When the researchers removed IL23 in mice, they were protected from developing osteosarcomas. When they blocked IL23 in mice with existing osteosarcoma, tumour growth was slowed — and in synergism with doxorubicin, a current standard of care treatment for this form of cancer, tumour growth was even further suppressed. Analysis of human osteosarcoma biopsies confirmed that more than 70% of samples had significantly higher levels of IL23 than non-tumour tissue.

Therapies targeting IL23 have been investigated extensively for a number of autoimmune diseases, including arthritis, intestinal inflammation and the skin condition psoriasis. Drugs that block IL23 are indeed already approved and well tolerated, and on the market now for the treatment of psoriasis, noted Garvan’s Professor David Thomas, senior author on the study.

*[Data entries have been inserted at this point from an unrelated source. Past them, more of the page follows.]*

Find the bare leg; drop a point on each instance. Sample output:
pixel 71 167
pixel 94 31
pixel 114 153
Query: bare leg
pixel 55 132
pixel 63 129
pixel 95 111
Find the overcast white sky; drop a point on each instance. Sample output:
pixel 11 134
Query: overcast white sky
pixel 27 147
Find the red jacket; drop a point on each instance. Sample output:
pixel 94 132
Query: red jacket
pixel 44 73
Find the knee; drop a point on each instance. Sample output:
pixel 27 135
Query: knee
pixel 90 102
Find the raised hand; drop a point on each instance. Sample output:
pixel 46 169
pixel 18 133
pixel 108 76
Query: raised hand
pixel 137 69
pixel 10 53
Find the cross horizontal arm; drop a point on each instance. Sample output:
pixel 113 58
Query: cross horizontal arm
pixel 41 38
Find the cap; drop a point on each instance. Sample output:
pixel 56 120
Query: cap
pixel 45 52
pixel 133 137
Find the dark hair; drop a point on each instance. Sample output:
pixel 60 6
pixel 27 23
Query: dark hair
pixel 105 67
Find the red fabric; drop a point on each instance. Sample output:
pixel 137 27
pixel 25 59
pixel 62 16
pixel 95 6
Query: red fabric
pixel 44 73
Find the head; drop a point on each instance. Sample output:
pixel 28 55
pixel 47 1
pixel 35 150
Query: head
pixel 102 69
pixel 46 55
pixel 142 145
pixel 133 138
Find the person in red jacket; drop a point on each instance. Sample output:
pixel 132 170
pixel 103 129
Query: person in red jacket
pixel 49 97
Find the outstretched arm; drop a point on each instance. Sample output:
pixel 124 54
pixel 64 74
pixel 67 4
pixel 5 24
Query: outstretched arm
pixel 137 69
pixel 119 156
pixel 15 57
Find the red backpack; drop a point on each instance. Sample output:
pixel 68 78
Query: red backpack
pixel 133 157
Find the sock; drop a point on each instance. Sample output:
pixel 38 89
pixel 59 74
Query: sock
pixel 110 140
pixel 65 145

“We are now designing clinical trials to see whether they can provide much-needed improved health outcomes for osteosarcoma patients,” Prof Thomas said.

Interestingly, data from a Danish cohort study published in 2017 suggested that patients with psoriasis were almost five times more likely to develop sarcomas than individuals without the skin condition, which “reaffirms the central role IL23 plays in osteosarcoma” according to Dr Kansara. And as the expression of IL23 is higher in multiple cancer types, the researchers believe this may have broader implications for cancer outcomes.